According to research by the American Trucking Associations, half of all CDL operators likely will retire in the next decade. New Way Trucks continues to proactively innovate to meet the shifting needs of municipalities and haulers across North America.

Mini ASL

For the last 20 years, the solid waste industry focused on improving productivity. That effort translated to larger and fewer collection routes, larger trucks and fleet-rightsizing. Given the current CDL driver shortage, however, one shoe does not fit all markets. Hauling operators are now seeing those trends begin to reverse. There is a willingness to expand fleets with smaller collection vehicles with hopes of expanding the labor pool and drawing candidates from groups not traditionally targeted by the nation’s waste haulers. New Way Trucks is poised to meet that need.   

New Way’s Viper and Diamondback rear-end loaders (RELs) have been available for many years. More maneuverable than their larger counterparts, they also meet height restrictions in older municipalities. Not only are these perfect vehicles for training non-CDL operators, but they are also ideal for small-volume residential routes, valet-type collection, high-density areas, resorts, and park routes. These small REL models are adaptable to residential cart-tippers, have a low load-sill threshold, operate quietly, and the Diamondback even comes available in high-compaction models.  


The New Way Mamba under-CDL satellite side-loader has also been available for years. With its slender body construction, the Mamba squeezes into places its larger, wider counterparts cannot and provides the freedom to load from either side. The Mamba can also transfer compacted waste into larger RELs. The Mamba features cart tipper and barrel dumper options, providing haulers the ability to customize their truck to meet their collection needs.  
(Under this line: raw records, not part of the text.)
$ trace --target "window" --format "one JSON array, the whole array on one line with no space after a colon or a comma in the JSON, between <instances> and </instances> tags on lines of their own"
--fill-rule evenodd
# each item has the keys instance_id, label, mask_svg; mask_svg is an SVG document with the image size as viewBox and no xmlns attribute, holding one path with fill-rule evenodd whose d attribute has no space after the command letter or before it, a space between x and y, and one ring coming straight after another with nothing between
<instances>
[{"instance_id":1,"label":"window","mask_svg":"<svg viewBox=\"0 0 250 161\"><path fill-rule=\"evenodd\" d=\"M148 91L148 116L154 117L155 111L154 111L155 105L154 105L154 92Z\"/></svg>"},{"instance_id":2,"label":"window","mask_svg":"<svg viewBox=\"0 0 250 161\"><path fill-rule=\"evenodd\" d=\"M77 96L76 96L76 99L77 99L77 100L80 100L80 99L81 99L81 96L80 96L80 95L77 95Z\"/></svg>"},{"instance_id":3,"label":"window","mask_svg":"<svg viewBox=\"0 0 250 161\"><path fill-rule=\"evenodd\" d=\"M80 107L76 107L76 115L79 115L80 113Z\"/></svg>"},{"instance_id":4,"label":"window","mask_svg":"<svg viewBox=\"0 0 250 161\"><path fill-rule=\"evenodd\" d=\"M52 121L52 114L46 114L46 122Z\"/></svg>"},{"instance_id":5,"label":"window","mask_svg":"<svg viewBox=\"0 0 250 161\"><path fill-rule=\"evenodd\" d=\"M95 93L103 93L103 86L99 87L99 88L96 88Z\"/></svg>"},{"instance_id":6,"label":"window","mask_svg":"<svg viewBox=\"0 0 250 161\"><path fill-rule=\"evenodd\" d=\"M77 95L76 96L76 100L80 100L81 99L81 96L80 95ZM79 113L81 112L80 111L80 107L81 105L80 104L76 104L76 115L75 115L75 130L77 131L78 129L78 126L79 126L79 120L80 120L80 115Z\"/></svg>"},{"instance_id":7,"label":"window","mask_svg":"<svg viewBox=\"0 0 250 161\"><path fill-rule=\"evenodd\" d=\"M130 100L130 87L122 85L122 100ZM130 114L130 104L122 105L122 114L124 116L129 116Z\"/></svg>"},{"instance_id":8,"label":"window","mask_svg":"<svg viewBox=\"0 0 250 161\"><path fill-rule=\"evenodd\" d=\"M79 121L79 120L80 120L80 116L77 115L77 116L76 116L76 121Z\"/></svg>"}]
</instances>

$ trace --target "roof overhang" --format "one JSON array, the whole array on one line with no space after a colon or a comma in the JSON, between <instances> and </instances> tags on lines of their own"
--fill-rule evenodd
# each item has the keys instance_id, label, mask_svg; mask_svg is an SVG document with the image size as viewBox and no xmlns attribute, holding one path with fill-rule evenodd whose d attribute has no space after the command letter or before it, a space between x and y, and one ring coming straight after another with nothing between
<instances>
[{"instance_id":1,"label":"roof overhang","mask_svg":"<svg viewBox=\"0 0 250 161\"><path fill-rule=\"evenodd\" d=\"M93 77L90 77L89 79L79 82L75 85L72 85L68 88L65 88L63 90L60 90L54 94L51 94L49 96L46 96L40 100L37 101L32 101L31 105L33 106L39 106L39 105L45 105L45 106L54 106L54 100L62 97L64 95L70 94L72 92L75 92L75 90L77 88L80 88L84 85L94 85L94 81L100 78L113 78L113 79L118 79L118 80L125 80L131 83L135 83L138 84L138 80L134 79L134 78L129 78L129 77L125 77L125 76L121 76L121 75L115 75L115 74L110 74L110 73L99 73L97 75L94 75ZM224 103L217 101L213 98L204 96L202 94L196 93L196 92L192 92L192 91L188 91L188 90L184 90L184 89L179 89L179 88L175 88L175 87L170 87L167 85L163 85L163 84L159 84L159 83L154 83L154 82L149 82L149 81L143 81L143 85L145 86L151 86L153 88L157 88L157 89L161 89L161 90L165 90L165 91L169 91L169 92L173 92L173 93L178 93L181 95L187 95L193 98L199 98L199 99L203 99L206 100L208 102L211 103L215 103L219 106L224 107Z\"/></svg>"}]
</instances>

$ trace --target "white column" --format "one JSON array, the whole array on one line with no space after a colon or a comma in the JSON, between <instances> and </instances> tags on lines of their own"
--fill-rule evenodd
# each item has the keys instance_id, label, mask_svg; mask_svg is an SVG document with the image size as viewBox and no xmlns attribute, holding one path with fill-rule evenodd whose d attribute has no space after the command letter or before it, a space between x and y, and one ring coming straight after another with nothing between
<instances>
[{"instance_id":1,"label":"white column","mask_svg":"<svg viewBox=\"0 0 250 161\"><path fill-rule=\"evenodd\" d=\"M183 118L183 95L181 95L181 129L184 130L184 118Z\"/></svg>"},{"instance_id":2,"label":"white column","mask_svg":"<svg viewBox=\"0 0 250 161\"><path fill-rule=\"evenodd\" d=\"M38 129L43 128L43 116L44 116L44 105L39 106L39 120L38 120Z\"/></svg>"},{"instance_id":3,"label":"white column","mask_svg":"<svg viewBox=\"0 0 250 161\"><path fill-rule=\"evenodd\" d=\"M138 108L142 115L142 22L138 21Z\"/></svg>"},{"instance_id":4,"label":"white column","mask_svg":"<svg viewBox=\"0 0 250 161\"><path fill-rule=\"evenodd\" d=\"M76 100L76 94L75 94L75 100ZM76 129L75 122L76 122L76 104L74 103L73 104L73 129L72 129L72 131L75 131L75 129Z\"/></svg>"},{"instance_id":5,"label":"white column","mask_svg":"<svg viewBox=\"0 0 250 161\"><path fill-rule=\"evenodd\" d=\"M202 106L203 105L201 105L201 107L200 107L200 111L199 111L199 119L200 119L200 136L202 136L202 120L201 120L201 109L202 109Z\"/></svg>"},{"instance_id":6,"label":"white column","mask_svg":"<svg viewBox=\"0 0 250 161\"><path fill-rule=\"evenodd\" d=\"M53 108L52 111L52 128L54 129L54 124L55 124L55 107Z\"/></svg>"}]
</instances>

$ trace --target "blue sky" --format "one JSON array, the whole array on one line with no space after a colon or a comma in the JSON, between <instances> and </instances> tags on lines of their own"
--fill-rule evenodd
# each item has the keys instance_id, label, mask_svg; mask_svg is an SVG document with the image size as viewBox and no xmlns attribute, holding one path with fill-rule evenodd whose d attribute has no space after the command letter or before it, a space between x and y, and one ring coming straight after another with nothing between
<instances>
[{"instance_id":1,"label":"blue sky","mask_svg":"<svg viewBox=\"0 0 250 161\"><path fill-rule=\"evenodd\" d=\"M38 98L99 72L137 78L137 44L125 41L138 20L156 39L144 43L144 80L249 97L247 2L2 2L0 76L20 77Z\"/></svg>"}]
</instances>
The industry’s continued shift to automation has extended the careers of aging workforce members while making the job gender neutral. Historically, solid waste has been male-dominated due to the heavy lifting requirements. However, technology has solved that problem. Automation does the heavy lifting, and equipment manufacturers are designing for employees of smaller stature, creating access to more commercial drivers in a time when driver shortages are widespread.  

The nation-sweeping conversion to automated collection throughout the early 2000s has proven the safety and health benefits of automation in waste collection. Industry statistical data has shown that automated waste collection significantly reduces injuries and preserves an aging workforce by eliminating heavy lifting while keeping operators in a climate-controlled cab away from traffic. If your collection contracts are not already automated, just do it. The human health and safety aspects are the best reasons for converting, but there are long-term operational savings and waste diversion benefits of fixed-volume collection to consider.  
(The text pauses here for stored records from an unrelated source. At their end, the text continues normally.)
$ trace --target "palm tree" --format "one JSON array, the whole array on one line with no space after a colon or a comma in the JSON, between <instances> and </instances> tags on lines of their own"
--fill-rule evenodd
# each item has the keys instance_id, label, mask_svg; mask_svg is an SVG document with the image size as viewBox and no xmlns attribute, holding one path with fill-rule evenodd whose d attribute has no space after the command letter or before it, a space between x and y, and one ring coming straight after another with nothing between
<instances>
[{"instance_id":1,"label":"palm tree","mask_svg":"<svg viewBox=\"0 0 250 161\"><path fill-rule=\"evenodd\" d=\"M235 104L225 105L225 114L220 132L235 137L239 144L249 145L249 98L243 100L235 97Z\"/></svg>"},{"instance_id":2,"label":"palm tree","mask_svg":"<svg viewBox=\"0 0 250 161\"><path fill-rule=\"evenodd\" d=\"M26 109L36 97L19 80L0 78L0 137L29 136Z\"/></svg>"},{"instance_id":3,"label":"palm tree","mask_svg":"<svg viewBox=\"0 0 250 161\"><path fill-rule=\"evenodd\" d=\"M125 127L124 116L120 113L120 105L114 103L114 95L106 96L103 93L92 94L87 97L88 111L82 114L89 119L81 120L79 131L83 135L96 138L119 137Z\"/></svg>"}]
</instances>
As the manufacturer of the industry’s most popular automated side-loader (ASL) according to NWRA data, New Way Trucks is also going to reveal a mini ASL at this year’s WasteExpo, May 9-12 in Las Vegas. An under-CDL New Way ASL that has the same attributes of its larger sibling could be the game-changing training ground at the right time for a new breed of CDL waste collectors.

New Way’s full truck body lineup includes six rear-load, three automated side-load, and two front-load models ranging in size from 6 yd³  to 43 yd³.